- Active: 15 June 1971 – 1998
- Country: Australia
- Branch: Army
- Type: Line infantry
- Role: Training, OPFOR
- Size: Company minus — Platoon plus
- Part of: Land Warfare Centre, Canungra
- Garrison/HQ: Kokoda Barracks
- Motto(s): Duty First
- March: Men of Harlech

Commanders
- Colonel-in-Chief: HM The Queen (Australian Infantry Corps)

Insignia

= 10th Independent Rifle Company, Royal Australian Regiment =

Former Australian Army unit

10th Independent Rifle Company, Royal Australian Regiment (10 IRC RAR) was part of the Australian Army.

The establishment of a "demonstration platoon" at the Jungle Training Centre (JTC), (later renamed Land Warfare Centre) at Canungra, Queensland was authorised on 4 January 1966. This became the Headquarters 1st Division Defence Company on 19 March 1968, before being designated 10 IRC RAR on 15 June 1971.
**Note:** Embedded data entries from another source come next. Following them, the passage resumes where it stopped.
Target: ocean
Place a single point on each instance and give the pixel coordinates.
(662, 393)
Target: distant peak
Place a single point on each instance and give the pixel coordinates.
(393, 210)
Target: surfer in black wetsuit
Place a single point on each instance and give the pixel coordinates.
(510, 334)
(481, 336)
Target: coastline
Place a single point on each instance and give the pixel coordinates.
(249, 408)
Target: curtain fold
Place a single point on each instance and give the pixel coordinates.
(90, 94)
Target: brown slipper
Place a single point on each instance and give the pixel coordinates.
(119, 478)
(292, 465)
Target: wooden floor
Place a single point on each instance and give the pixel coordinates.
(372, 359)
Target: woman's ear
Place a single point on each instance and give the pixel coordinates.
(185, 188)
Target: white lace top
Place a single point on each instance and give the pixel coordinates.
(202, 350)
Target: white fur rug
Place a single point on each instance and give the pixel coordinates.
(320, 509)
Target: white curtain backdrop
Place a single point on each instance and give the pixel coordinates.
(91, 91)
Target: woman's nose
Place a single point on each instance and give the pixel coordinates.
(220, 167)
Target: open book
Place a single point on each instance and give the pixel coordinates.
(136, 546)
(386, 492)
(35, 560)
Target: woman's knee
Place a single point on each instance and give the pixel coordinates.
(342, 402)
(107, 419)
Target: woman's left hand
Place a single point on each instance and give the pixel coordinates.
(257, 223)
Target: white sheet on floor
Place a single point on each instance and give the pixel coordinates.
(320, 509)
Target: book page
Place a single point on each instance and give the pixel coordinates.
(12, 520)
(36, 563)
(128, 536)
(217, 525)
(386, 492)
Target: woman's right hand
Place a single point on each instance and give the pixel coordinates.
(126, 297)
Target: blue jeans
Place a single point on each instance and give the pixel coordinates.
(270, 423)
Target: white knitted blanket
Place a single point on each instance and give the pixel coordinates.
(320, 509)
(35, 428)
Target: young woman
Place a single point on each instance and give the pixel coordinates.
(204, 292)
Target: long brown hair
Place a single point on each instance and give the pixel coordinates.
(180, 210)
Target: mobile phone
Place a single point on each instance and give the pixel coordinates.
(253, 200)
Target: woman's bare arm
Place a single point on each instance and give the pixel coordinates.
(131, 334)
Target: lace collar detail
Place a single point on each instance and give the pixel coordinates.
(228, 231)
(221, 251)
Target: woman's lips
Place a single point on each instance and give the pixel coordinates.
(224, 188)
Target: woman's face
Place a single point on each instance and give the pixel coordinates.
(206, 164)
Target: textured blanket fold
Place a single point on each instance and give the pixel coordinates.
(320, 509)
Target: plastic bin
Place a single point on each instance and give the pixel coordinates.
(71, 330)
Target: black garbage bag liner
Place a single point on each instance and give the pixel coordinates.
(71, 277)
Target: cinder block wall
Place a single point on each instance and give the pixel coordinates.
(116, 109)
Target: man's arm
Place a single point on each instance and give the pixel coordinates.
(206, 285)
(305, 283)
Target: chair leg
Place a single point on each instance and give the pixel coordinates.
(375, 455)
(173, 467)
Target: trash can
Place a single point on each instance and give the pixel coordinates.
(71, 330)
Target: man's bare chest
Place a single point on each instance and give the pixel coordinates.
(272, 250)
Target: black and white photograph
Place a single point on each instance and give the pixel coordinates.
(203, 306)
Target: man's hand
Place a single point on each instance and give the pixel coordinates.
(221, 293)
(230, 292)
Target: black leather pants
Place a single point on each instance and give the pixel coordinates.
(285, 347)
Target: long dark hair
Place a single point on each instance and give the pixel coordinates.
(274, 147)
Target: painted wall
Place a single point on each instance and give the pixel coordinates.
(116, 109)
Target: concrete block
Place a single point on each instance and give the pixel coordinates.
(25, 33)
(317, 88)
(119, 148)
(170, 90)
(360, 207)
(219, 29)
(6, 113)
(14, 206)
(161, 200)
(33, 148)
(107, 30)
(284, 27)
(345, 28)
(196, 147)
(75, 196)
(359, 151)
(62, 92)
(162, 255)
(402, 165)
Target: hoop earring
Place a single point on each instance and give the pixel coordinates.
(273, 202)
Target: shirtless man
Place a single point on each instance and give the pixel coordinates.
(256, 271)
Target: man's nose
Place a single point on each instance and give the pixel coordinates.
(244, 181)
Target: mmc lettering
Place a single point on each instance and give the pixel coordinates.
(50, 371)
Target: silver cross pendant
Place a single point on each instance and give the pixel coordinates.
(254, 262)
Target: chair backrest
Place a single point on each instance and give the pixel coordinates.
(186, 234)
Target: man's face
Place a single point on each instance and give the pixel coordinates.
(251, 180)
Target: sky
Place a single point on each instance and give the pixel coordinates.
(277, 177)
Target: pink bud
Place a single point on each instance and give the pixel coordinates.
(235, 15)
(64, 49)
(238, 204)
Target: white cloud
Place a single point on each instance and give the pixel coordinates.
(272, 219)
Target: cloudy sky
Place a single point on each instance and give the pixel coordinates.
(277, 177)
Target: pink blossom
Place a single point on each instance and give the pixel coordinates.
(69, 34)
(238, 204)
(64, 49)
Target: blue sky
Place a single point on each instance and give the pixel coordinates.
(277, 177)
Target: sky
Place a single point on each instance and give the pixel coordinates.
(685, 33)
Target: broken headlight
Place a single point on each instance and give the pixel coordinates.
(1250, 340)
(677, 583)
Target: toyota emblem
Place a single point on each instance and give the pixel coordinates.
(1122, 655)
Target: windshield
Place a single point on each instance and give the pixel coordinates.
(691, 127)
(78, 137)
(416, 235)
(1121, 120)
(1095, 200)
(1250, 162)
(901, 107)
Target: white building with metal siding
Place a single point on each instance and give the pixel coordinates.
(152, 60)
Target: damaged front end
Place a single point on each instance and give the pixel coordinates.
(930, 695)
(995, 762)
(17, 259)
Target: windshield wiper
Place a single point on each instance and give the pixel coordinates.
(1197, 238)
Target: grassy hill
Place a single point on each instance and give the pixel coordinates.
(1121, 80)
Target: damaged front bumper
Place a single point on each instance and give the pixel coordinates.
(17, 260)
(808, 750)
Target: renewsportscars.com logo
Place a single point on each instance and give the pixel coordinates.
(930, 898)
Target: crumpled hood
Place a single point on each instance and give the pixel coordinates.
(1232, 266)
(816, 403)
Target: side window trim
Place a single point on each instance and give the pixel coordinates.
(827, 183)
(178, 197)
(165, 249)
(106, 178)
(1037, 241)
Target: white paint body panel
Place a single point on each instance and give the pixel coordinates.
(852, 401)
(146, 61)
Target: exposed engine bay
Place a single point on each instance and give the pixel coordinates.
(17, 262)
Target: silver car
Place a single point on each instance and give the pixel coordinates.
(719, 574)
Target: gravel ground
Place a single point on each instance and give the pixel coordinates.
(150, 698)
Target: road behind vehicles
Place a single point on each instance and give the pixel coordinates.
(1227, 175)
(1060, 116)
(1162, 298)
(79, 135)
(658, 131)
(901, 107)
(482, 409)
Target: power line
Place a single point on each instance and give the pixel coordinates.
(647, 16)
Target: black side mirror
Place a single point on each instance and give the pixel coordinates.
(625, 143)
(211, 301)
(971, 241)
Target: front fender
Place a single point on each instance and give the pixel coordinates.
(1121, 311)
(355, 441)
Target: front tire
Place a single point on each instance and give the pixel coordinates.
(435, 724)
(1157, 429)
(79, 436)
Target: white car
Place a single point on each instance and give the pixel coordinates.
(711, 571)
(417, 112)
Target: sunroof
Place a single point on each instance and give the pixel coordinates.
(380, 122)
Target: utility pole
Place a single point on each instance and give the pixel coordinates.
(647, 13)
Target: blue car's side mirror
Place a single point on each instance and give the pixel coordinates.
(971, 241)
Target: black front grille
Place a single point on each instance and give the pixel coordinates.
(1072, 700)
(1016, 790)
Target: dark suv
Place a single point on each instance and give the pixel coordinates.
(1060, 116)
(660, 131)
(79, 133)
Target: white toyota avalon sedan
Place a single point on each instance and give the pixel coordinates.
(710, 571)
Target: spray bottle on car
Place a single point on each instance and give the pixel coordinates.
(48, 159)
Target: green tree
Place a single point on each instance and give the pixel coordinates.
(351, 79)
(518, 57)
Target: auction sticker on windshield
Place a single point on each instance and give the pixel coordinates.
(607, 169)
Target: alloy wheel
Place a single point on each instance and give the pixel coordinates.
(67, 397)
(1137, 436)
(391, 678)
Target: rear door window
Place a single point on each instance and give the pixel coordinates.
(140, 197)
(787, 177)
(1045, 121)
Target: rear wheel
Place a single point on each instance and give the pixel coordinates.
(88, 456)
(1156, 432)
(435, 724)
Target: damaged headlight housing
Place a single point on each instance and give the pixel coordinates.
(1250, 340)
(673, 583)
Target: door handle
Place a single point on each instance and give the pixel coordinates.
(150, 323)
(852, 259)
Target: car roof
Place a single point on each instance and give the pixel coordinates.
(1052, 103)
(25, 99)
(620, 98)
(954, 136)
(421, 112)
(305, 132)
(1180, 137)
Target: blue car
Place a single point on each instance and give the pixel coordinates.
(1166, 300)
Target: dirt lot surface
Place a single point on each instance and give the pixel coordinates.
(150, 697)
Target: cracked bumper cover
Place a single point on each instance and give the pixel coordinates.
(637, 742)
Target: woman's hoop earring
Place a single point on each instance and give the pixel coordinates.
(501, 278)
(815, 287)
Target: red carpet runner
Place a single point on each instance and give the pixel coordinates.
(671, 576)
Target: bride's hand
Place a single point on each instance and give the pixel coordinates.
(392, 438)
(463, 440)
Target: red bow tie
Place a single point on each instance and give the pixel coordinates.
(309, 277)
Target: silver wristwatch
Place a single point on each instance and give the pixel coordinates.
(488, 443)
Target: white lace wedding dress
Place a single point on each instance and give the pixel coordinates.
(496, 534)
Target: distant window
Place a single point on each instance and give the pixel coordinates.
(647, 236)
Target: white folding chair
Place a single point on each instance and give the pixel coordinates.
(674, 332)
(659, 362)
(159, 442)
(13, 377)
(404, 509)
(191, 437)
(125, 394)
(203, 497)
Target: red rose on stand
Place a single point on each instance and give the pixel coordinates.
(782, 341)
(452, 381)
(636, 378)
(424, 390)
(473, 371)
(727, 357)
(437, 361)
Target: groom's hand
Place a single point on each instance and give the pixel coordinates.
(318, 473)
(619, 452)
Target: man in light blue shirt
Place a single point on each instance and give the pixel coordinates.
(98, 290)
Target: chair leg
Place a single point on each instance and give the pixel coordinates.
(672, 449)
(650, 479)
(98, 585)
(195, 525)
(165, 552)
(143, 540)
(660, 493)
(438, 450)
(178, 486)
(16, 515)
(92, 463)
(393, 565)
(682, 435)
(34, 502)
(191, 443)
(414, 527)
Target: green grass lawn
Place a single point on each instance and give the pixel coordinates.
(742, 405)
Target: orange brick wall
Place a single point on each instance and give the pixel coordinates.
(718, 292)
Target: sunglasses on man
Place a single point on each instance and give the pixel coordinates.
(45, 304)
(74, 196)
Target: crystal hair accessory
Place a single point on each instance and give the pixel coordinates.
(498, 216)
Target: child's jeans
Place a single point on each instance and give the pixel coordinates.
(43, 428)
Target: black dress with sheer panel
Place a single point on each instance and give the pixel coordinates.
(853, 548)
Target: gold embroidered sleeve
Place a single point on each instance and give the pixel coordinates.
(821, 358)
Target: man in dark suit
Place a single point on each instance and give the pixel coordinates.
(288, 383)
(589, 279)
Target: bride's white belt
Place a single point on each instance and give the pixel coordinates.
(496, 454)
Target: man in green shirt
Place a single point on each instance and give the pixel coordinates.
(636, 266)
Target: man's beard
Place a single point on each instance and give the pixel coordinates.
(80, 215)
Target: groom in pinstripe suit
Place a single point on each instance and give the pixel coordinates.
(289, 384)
The company was tasked with supporting the activities of Battle Wing - a training centre set up to provide collective training - by providing personnel for OPFOR, demonstration, and other training tasks. In 1974, 10 IRC had a strength of approximately 60 men, consisting of a company headquarters and two rifle platoons with two rifle sections each. This was reduced to a 40-man platoon on 29 March 1980. The company was disbanded in 1998 with its personnel posted to other units of the RAR.